今回、「公正証書遺言」を作成するご夫婦は同い年、昭和7年生まれの84歳で、神奈川県の老人ホームに夫婦でお住まいです。遺言の草案は私の友人の司法書士に依頼をしました。ご夫婦と司法書士の出会いは2年前に行われた老人ホームの遺言セミナーだったそう。最近、親類から「まだ遺言を書いていないの?」と何度か心配され、人のよさそうな司法書士の顔を思い出したそうです。
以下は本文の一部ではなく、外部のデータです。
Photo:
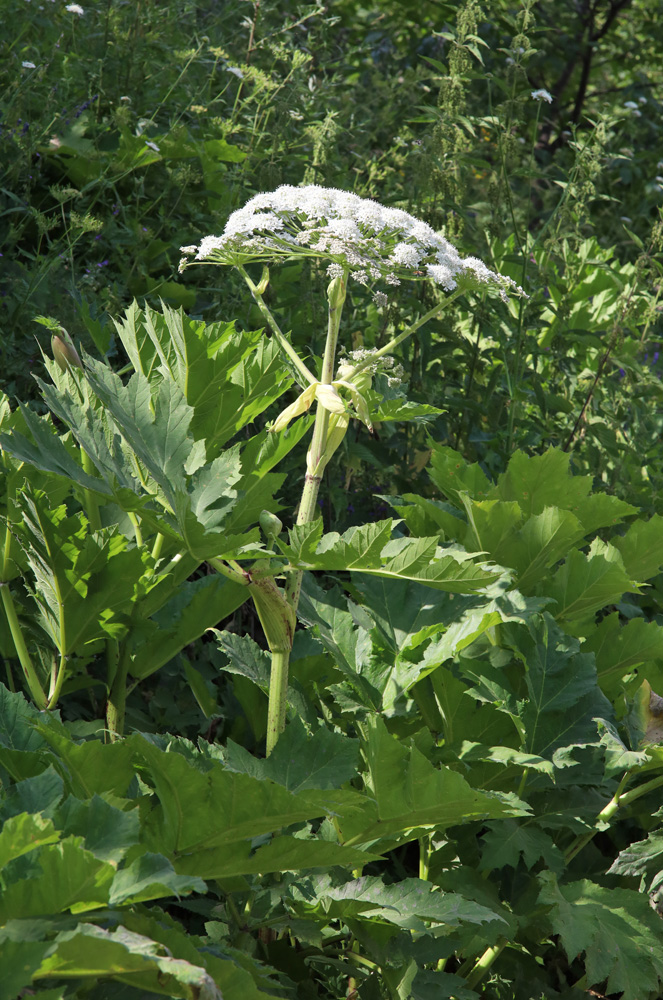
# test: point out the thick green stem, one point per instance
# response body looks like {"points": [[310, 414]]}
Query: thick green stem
{"points": [[57, 681], [396, 341], [618, 801], [284, 345], [91, 503], [278, 687], [117, 696], [25, 660]]}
ご夫婦には長男と次男がいます。次男には知的障がいがあり、現在グループホームで簡単な仕事をし、多少の収入があります。遺言に記す財産の分け方は夫の遺言、妻の遺言とも同じで、全財産のうち3/5が配偶者、1/5が長男、1/5は次男というものでした。遺言には「付言」というメッセージを書くことができるのですが、ご夫婦それぞれの付言は、お墓のありかと、ご自身の戒名でした。

資産家のご夫婦ですが、どちらか一方が亡くなった場合、まずは残された配偶者が生活に困らないよう十分な財産を残し、その時点で、もう一度、遺言を書き直し、2回目の遺言はこの先の生活が心配な次男へ多めに財産を残す方法です。今回の遺言で次男へ多めの割合にしないのは、残される配偶者の今後の生活の不安もありますが、長男の思い通りにさせたくないという意思もあります。いきなり次男の割合を多めにするのは長男が反発する可能性があるため、このように夫婦一人一人が遺言を残し、その後、どちらかが亡くなったら、残された配偶者はもう1回遺言を書き直すという2段階の方法はよくあるそうです。